Figure 4. Dur1,2p expression increases inflammatory cell infiltration in infected kidneys. A.

Representative FACS plots of kidney neutrophils at day 3 PI with WT and KWN6. B Neutrophils expressed as percent of CD45+ cells (left panel) and as absolute numbers per kidney (right). C. Macrophages expressed as percent of CD45+ cells (left panel) and as absolute numbers per kidney (right). D. Top panels show transverse MR images of 8 week old BALB/c mice 24 h post injection of USPIO agent. Images are representative of at least three non-infected mice per group (left panels), Candida infected (middle panels), and infected with KWN6 strain (right panels). Small localized candida colonization by KWN6 is indicated by arrowheads. Massive phagocytic infiltration in kidneys infected with WT is demonstrated by T2* spoiled signal in the kidney cortex and medulla. Lower panels show GMS and H&E stained sections indicating colonization and inflammatory reactions in the respective kidneys imaged in the top panels.

Figure 5. Effects of Dur1,2p expression in C. albicans on host serum cytokines and chemokines.

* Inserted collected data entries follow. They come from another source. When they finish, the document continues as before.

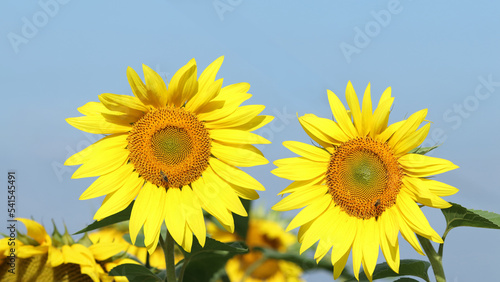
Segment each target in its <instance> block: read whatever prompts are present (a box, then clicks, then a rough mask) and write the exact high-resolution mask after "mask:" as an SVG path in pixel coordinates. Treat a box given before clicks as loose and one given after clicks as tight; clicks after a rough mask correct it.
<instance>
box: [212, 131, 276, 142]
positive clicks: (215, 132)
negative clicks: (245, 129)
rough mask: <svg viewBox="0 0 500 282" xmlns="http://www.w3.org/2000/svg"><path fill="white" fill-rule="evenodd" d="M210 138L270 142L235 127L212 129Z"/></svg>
mask: <svg viewBox="0 0 500 282" xmlns="http://www.w3.org/2000/svg"><path fill="white" fill-rule="evenodd" d="M210 138H212V139H214V140H218V141H221V142H226V143H234V144H270V143H271V142H270V141H269V140H267V139H266V138H264V137H262V136H260V135H257V134H254V133H251V132H248V131H243V130H237V129H212V130H210Z"/></svg>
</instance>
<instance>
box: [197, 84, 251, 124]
mask: <svg viewBox="0 0 500 282" xmlns="http://www.w3.org/2000/svg"><path fill="white" fill-rule="evenodd" d="M223 89H224V88H223ZM220 96H221V95H219V97H220ZM219 97H217V98H219ZM250 97H252V95H251V94H247V93H241V94H239V93H237V94H235V95H234V96H231V97H228V98H226V99H224V100H217V99H214V100H212V101H210V102H208V103H207V104H206V105H205V106H204V107H203V108H201V109H200V110H199V113H198V118H199V119H200V120H203V121H209V120H217V119H221V118H225V117H227V116H228V115H230V114H232V113H234V111H236V109H237V108H238V107H239V106H240V105H241V103H243V102H244V101H246V100H248V99H249V98H250Z"/></svg>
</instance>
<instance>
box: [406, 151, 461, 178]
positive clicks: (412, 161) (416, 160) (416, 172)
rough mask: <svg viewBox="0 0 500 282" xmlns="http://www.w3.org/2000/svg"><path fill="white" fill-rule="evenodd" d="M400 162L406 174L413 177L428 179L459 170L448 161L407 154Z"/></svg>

Serum levels of the indicated proteins were assessed at 1 to 5 days PI for mice infected iv with WT (gray bars) or KWN6 (open bars). Values at time 0 are mean values determined for sera from 5 control mice, and other data are mean ± standard deviation for 3 mice at each time point. *  =  p<0.05; **  =  p<0.01; ***  = p<0.001.

Figure 6. Effects of Dur1,2p expression in local inflammatory markers in infected kidneys.

(A) Concentrations of cytokines and chemokines in kidney extracts from C. albicans-infected mice at 1 to 5 days PI. Values at time 0 are mean values determined for sera from 5 control mice, and other data are mean ± standard deviation for 5 mice at each time point. Mice were infected iv using the wild type strain A72 or the dur1,2 mutant strain KWN6. Asterisks above an individual bar indicate that the serum value for that protein was significantly greater in mice infected with WT C. albicans than in mice infected with KWN6, *  =  p<0.05; **  =  p<0.01; **** = p<0.0001. (B) Kidney iNOS expression in cellular infiltrates. Left panels represent WT infected kidneys, and right panels represent KWN6 infected kidneys. Upper panels show Candida colonization detected using GMS stain. Lower two panels show micrographs from the same area of an adjacent section stained using an antibody. Arrows indicate regions positive for iNOS (brown stain). Scale bar  = 100 µm.